Parte do que faz com que gostemos de um determinado artista ou grupo está relacionado à nossa capacidade de nos identificarmos com aquilo que dizem as letras. E é justamente isso que faz de Semper Femina, da cantora folk Laura Marling, um álbum para ser ouvido atenção. Sexto álbum da cantora, lançado em 10 de março desse ano, chama muito mais a atenção pela complexidade das letras do que pelas melodias suaves.
Com apenas 27 anos, a cantora e multi-instrumentista inglesa, que, vale a pena mencionar, chegou a integrar o grupo de indie folk, Noah and the whale, acaba chamando a atenção pela maturidade que imprime às canções. Como o próprio título sugere, Semper Femina (sempre mulher, em latim) é um álbum que fala essencialmente sobre natureza feminina e das relações compreendidas nesse universo.
Com referências musicais claramente advindas do jazz, como sugere a faixa de abertura do álbum “Soothing”, Semper Femina é uma grata surpresa, por mais que não seja necessariamente inovador ou revolucionário. A voz delicada de Laura, somada à instrumentação acústica faz do álbum uma audição prazerosa, ao mesmo tempo em que exige um pouco mais do ouvinte do que a mera atenção difusa sugerida por muitos discos que se alternam na trilha sonora de cafeterias alternativas.

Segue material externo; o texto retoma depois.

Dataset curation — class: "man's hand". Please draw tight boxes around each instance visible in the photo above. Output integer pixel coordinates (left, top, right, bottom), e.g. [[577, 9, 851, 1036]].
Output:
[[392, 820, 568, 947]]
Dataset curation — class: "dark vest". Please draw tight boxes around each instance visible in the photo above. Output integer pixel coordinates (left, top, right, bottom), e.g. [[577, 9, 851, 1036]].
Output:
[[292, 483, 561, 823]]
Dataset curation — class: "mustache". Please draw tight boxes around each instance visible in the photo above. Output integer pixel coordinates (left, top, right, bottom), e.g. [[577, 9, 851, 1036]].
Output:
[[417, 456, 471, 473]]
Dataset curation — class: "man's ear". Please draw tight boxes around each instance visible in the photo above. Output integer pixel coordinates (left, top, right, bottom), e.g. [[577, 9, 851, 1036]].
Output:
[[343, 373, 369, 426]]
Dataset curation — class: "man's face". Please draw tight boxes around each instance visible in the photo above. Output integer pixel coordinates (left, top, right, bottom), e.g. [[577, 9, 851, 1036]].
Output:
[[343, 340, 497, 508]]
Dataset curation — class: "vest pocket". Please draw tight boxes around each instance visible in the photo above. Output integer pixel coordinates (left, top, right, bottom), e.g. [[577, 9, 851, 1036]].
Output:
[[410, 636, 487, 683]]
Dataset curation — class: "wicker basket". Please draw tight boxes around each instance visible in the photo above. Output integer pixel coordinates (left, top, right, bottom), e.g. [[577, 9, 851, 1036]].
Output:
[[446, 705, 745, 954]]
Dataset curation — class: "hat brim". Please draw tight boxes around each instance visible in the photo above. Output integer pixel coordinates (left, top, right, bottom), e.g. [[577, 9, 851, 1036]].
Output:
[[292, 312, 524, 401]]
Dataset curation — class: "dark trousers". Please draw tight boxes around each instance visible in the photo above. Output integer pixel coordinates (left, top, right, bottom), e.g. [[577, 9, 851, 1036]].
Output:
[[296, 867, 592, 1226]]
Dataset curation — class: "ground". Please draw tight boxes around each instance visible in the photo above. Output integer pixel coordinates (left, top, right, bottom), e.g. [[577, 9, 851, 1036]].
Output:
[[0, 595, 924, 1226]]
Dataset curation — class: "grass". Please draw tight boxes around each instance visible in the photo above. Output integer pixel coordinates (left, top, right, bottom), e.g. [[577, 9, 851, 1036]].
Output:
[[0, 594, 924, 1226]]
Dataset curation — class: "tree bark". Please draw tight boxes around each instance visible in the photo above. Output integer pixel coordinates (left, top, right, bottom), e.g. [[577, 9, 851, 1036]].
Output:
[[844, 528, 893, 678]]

A voz delicada de Laura, somada à instrumentação acústica faz do álbum uma audição prazerosa.
O universo feminino abordado pelas canções vai muito além da tradicional relação amorosa, focando em laços familiares, amizades e meras observações do cotidiano. A própria cantora chegou a afirmar que durante o processo de elaboração do álbum fez questão de observar e prestar atenção aos diálogos empreendidos pelas mulheres à sua volta, como a letra de “Always this way” sugere.
Após a linha de baixo marcada e o ritmo introspectivo da primeira canção, “The valley” aparece como um contraponto solar, cheia de harmonias vocais e arranjos de cordas, ajudando a estabelecer um equilíbrio entre dois pólos, entre os arranjos mais soturnos e os mais alegres. Na verdade, o que realmente chama a atenção é a capacidade que Laura Marling parece ter de se aprofundar em temas emocionais e considerados densos ao mesmo tempo que soa suave, doce e apenas ligeiramente melancólica. Em “Wild fire” as influências do folk mais tradicional são quase palpáveis, tanto nos vocais quanto no arranjo, que explora mais elementos de percussão e diferentes sonoridades acústicas.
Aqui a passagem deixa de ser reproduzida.